Carmack and Abrash optimized the heck out of Quake making use of a “quirk” in the Pentium where you can overlap integer operations and floating point DIV to eke out every last drop of performance.

Unfortunately the trick doesn’t work on early AMD K5/6 nor Cyrix CPUs - although Cyrix CPUs probably had other more serious problems.

https://youtu.be/DWVhIvZlytc?si=DBE9zpTLj_16-GAt

Sharlin · on Nov 13, 2023

Yeah.
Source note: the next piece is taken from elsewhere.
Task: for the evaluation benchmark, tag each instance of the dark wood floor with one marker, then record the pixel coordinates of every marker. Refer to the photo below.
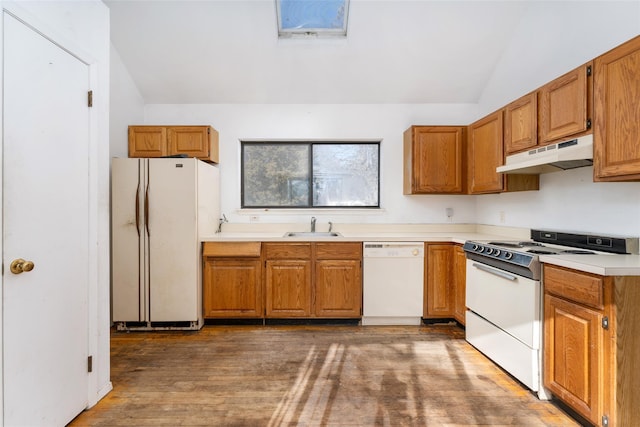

Their perspective correct texture mapping did a perspective div only every 16 pixels drawn – in itself a considerable optimization with almost imperceptible loss in quality – but the big deal was that on the Pentium specifically, the integer pipeline could be almost perfectly cycle-optimized to process sixteen pixels in the time the FPU executed the next perspective division in parallel so the result was ready just as it was needed!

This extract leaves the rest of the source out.